Furthermore, let us remember that 70% of people incarcerated in the Canadian Federal Correctional system had an alcohol or drug consumption problem in the one-year period preceding their incarceration (Weekes, J. R., 2002.). It is therefore essential, as part of the CSC’s rehabilitation mission, to help inmates overcome their addiction problems. However, the PNEP does not in any way address the fundamental causes of drug addiction.
While OPSs promote dialogue with medical staff, making it possible to offer resources and programs to inmates allowing them to overcome their addiction problem. The PNEP only facilitates their drug consumption without any other form of interventions to cure their addiction. OPSs offer a lasting solution to the underlying problem, while PNEP only exacerbates it.
Before the PNEP and OPS initiatives were implemented in several institutions, the Correctional Service of Canada had adopted many programs aimed at curbing the spread of infectious diseases. Programs such as providing protections against sexually transmitted diseases, bleach programs, peer support networks, Alcoholics Anonymous, Narcotics Anonymous, and vital health programs of Methadone, Suboxone and Sublocade, which aim to steer inmates away from harmful illicit drug use, have been in place for years. These programs remain in place, and in fact over recent years have seen exponential use from the inmate population. There is a difference, however, between these programs and the PNEP; these programs are rehabilitative in nature.
The PNEP does nothing to help an inmate’s rehabilitation from drug use, but in fact encourages use, which is why many inmates have petitioned against such a program.
Ultimately, in a workplace as dangerous and volatile as a prison, a needle can become a very dangerous weapon. There is no way to guarantee that it will not be used as such against an employee or inmate. Additionally, there is no way to ensure that the needle is stored safely. Thus, during a search or seizure, there is a risk that CSC employees will be injured by the needle and potentially be infected with HIV.

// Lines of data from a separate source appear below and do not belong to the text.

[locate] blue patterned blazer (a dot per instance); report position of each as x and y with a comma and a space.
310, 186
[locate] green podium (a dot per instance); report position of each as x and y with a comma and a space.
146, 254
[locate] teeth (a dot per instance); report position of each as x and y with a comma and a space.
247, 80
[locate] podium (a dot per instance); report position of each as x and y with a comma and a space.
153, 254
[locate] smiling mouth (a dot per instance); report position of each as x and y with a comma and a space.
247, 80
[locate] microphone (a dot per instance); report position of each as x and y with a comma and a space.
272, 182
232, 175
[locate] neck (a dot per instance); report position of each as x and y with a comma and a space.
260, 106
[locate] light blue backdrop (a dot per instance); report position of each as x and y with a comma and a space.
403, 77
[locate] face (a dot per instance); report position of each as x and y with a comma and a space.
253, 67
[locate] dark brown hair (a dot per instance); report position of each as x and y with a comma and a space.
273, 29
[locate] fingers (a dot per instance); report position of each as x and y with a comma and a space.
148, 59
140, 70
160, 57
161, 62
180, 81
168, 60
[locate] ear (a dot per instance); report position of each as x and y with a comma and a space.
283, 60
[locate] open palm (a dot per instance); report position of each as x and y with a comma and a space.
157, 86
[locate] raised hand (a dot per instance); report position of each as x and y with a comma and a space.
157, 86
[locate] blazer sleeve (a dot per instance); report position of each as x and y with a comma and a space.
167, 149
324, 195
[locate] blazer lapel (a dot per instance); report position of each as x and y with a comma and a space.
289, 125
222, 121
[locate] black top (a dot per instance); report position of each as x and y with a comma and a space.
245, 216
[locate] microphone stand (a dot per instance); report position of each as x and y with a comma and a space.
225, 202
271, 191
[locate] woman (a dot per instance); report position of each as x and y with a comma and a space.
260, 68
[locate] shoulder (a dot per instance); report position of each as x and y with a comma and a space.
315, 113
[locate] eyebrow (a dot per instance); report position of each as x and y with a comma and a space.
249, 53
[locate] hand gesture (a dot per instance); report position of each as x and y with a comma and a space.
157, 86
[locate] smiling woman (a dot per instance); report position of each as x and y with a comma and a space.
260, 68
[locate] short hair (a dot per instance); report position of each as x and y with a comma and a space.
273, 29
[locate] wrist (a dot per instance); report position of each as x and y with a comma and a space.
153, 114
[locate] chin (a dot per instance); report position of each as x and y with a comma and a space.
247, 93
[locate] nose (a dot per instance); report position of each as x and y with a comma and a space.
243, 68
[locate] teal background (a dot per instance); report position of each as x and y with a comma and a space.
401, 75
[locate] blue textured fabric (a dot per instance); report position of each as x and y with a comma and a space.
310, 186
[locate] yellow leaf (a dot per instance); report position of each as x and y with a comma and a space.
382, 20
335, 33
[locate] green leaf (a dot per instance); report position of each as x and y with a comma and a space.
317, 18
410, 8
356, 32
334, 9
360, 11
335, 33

Even if a Threat Risk Assessment (TRA) is carried out and an inmate is deemed eligible for the PNEP program, there is no way to guarantee that the needle will not be shared with fellow inmates with malicious intent. In fact, it is very easy for an inmate who has not passed the TRA to pressure or otherwise convince a fellow inmate to obtain their syringe.
In this regard, OPSs are also safer, since they provide access to sterile syringes whilst preventing them from circulating freely within the institutions or turn them into weapons against employees, inmates, and the general public.
The superiority of the OPSs over the PNEP is therefore demonstrated empirically in Canadian correctional establishments, both in terms of security and in their capacity to truly reduce harm. They are safer and more effective than the PNEP for all stakeholders. Of course, such a program, although safer and more effective, is also more expensive.
Regardless, we are of the opinion that the health and safety of the public, inmates and our members is not something on which the government should be trying to save money. We hope that you are also of this opinion and that you will support OPSs despite their higher cost.